In the present embodiment, since the honeycomb filter 40 is provided in the cone portion 13, the catalytic converter 100 does not extend in the axial direction, and the honeycomb filter 4
0 itself is compact, so the catalytic converter 100
Becomes lighter. Further, if the maintenance port 15 is used, the honeycomb filter 40 can be easily replaced.

[0023]

According to the catalytic converter of the present invention, the drift of the exhaust gas is suppressed and prevented, so that the function of the catalyst bed is secured and the size of the filter for trapping the poisoning substance can be reduced. Therefore, the catalytic converter itself can be made compact.

[Brief description of the drawings]

FIG. 1 is a longitudinal sectional view showing one embodiment of a catalytic converter of the present invention.

FIG. 2 is a sectional view taken along line CC of the embodiment shown in FIG.

FIG. 3 is an explanatory diagram for explaining specifications of the embodiment shown in FIG. 1;

FIG. 4 is a diagram showing a flow of exhaust gas of the embodiment shown in FIG. 1;

FIG. 5 is a diagram showing a flow of exhaust gas when a dispersion cone is not provided in a catalytic converter.

FIG. 6 is a view showing a catalytic converter provided with a dispersion cone.

[Explanation of symbols]

 REFERENCE SIGNS LIST 100 Catalytic converter 10 Upstream housing (housing) 13 Cone section 14 Inlet 16 Gas passage 20 Catalyst bed 30 Downstream housing 40 Honeycomb filter (filter)

──────────────────────────────────────────────────続 き Continued on the front page (51) Int.Cl. ⁷ Identification symbol FI theme coat ゛ (reference) // B01D 46/00 B01D 53/36 103Z F-term (reference) 3G090 AA01 AA02 EA02 EA03 3G091 AA06 AA19 AB13 BA11 BA14 BA15 BA19 BA39 CA27 GA01 GA06 GB01X GB01Z GB02Y GB03Y GB04Y GB05W GB06W GB07W GB10X GB16X GB17X HA16 HA18 HA47 4D048 AA01 AA06 AA11 AA13 AA14 AA15 AA16 AA18 AB01 AB02 BA30X BA39X BB02 BC01 K02 Q03 Q03 Q01 K02

Claims (5)

[Claims] 1. A housing having an inlet into which exhaust gas flows, a cone extending downstream from the inlet, and a catalyst component provided downstream of the cone to purify exhaust gas.
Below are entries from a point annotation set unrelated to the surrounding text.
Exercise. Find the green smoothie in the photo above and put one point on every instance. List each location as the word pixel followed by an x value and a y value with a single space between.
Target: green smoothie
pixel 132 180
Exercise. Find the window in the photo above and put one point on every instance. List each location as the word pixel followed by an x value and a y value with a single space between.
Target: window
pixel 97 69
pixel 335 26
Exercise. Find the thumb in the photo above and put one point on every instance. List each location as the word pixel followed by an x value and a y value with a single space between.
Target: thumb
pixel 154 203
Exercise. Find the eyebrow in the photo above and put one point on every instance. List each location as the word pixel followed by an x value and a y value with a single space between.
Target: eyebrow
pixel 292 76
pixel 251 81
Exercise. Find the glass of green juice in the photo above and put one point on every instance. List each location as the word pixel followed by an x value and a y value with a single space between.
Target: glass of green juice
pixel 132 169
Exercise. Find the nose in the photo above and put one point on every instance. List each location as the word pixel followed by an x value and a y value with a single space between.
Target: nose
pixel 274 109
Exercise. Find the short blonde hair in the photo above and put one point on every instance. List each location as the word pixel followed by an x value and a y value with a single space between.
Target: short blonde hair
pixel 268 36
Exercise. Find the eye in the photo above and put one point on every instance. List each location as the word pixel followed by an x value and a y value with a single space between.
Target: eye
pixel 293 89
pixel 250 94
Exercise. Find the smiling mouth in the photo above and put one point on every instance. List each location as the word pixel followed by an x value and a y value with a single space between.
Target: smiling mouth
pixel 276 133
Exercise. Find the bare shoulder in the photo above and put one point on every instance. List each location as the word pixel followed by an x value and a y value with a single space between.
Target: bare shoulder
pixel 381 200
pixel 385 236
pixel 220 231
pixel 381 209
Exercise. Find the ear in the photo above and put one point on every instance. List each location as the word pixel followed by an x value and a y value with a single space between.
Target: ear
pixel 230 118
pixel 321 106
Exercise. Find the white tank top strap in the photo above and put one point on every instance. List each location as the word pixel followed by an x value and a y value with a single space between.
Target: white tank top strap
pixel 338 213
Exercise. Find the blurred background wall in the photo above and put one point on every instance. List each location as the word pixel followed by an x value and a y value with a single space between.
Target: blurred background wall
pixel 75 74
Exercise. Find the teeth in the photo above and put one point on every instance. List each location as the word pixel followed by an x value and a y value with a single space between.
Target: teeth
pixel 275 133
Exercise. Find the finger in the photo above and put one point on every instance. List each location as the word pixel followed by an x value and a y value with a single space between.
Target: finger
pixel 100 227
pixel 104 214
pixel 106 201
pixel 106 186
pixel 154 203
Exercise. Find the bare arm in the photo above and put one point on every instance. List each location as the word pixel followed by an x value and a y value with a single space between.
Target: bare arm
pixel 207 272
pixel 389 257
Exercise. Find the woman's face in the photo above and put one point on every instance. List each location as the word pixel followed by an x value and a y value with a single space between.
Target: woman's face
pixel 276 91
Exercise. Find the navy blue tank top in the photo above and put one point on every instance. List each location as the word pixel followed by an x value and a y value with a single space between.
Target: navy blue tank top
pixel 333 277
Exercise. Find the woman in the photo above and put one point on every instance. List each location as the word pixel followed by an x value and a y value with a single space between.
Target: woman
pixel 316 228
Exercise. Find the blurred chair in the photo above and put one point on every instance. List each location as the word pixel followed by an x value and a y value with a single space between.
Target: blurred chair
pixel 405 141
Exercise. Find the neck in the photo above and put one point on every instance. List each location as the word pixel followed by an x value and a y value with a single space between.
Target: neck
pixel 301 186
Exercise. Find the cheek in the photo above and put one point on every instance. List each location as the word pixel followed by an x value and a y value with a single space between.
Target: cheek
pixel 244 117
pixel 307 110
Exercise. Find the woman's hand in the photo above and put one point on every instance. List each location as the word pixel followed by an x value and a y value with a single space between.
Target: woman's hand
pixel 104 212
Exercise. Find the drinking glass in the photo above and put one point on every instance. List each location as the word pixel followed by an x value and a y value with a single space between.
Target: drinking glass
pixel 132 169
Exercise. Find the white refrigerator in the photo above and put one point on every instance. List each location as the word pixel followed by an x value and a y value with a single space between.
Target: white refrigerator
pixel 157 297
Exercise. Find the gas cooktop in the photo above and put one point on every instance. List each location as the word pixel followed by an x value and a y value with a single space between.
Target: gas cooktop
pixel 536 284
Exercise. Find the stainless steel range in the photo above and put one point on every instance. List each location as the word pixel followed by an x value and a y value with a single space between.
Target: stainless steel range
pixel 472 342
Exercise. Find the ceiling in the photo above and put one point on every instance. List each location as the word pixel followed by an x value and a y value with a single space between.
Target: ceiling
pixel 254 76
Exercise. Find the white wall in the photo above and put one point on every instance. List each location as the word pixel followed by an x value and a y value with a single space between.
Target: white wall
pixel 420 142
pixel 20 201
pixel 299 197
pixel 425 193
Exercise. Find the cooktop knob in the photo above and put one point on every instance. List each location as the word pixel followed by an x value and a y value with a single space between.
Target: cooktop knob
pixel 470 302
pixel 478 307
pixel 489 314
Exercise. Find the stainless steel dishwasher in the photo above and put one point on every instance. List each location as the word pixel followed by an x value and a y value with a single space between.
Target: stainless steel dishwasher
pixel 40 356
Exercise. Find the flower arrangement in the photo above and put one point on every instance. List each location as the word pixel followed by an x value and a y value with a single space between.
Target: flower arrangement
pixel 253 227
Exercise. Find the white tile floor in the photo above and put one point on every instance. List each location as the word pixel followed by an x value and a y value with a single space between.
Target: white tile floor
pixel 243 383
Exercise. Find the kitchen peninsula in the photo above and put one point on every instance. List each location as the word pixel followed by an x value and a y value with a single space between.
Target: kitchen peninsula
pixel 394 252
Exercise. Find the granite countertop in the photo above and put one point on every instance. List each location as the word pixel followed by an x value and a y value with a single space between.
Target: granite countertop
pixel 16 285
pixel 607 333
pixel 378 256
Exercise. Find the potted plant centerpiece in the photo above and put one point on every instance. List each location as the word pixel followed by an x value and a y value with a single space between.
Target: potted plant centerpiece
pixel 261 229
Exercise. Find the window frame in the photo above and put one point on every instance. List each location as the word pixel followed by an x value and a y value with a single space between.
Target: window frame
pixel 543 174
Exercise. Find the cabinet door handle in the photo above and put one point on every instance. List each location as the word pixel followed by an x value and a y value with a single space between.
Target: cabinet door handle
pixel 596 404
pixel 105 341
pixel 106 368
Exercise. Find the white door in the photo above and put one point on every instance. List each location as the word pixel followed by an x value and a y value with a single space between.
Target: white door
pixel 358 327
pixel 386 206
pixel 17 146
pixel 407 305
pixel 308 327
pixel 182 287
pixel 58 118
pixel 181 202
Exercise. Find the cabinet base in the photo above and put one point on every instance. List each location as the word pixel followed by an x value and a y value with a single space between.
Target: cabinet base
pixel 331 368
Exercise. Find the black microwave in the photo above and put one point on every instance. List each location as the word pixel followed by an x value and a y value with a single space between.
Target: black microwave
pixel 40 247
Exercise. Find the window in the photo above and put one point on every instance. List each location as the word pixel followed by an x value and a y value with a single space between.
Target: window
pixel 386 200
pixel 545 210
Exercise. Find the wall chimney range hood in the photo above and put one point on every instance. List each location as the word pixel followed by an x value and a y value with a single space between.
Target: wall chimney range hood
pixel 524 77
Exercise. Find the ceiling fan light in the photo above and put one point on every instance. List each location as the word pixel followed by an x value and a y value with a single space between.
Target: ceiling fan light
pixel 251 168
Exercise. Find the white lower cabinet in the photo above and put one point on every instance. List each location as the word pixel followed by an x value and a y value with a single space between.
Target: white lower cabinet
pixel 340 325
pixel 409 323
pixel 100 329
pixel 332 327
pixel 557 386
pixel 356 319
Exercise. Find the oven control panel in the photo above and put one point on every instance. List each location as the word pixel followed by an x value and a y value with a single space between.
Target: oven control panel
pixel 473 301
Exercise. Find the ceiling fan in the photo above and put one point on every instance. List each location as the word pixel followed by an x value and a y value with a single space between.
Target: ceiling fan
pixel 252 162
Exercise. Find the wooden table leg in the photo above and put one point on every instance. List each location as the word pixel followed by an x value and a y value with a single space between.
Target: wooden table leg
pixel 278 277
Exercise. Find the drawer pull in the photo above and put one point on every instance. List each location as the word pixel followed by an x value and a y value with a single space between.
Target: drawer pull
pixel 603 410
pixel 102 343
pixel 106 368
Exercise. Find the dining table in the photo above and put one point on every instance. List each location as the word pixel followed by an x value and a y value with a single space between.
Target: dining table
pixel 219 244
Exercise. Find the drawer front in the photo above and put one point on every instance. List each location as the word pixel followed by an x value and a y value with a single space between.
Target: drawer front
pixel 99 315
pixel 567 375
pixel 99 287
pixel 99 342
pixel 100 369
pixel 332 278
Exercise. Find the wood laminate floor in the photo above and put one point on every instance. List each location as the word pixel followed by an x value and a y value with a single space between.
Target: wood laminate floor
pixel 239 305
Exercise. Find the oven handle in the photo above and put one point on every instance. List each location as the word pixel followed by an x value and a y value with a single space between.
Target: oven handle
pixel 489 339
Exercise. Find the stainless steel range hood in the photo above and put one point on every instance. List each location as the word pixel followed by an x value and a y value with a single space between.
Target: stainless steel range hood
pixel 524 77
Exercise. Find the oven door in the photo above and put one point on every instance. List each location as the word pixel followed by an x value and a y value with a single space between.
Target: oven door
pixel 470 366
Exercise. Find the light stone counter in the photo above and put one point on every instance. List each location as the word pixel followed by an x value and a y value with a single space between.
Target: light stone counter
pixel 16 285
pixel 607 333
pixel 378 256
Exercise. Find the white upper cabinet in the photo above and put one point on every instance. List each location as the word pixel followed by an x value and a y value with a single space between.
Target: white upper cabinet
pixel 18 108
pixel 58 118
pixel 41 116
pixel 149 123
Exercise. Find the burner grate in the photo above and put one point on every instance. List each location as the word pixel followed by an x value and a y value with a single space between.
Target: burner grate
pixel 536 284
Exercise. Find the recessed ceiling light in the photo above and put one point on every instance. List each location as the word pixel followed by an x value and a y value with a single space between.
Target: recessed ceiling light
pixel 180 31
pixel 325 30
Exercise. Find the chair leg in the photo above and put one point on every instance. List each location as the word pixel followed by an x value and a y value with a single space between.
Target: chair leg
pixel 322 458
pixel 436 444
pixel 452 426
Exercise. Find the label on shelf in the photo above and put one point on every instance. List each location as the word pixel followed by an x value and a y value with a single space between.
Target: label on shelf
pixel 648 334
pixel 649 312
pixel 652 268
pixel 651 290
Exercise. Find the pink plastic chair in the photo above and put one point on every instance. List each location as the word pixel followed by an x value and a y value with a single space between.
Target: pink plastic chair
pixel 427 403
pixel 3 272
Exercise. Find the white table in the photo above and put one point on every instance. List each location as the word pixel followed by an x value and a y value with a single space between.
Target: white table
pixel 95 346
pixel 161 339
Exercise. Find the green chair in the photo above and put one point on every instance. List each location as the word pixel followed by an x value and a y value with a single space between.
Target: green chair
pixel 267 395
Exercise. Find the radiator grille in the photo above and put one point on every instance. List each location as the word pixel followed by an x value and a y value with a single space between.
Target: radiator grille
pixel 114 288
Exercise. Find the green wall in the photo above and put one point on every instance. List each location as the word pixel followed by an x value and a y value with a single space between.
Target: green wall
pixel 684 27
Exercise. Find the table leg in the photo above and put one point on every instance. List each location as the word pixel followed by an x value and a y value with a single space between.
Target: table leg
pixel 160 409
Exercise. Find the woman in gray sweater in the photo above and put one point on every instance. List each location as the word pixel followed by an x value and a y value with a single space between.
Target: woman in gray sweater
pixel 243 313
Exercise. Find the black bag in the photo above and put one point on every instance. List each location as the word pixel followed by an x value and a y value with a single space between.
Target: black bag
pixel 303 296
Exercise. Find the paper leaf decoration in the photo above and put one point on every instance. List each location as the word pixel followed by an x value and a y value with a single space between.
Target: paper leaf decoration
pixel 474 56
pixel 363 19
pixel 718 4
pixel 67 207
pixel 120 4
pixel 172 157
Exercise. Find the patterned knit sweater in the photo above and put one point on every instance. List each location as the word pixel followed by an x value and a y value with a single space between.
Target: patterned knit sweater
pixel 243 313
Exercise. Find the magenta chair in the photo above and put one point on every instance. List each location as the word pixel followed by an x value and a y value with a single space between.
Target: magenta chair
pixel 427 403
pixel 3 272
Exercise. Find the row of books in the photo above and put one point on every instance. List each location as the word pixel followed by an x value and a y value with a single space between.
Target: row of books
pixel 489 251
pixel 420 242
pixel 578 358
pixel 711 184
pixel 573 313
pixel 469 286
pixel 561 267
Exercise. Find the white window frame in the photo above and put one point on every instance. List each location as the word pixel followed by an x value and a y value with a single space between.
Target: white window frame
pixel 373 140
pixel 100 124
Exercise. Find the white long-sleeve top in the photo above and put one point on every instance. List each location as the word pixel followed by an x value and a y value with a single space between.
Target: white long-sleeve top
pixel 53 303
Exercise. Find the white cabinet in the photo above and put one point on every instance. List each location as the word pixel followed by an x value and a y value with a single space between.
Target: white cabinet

And a supported catalyst bed, wherein the exhaust gas flows between the inner peripheral surface of the cone portion, which is disposed at the center of the cross section of the cone portion and faces the inlet. 1. A catalytic converter for a stationary gas engine, comprising: a filter forming a gas passage. 2. A ratio of an area of an upstream end of the filter to a cross-sectional area of the cone in a direction perpendicular to an axial direction at an upstream end of the filter is 0.25 to 0.6. The ratio of the length from the upstream end of the cone portion to the upstream end of the filter to the axial length is 0.1 to 0.5.
5. The catalytic converter for a stationary gas engine according to claim 1, wherein 3. The catalytic converter for a stationary gas engine according to claim 1, wherein said filter is fixed to said cone portion by a detachable fixing tool. 4. The catalytic converter for a stationary gas engine according to claim 3, wherein said cone portion is provided with a sealable maintenance port for inserting and removing said filter and for attaching and detaching said filter. 5. The catalytic converter for a stationary gas engine according to claim 1, which is used for purifying exhaust gas of a stationary gas engine.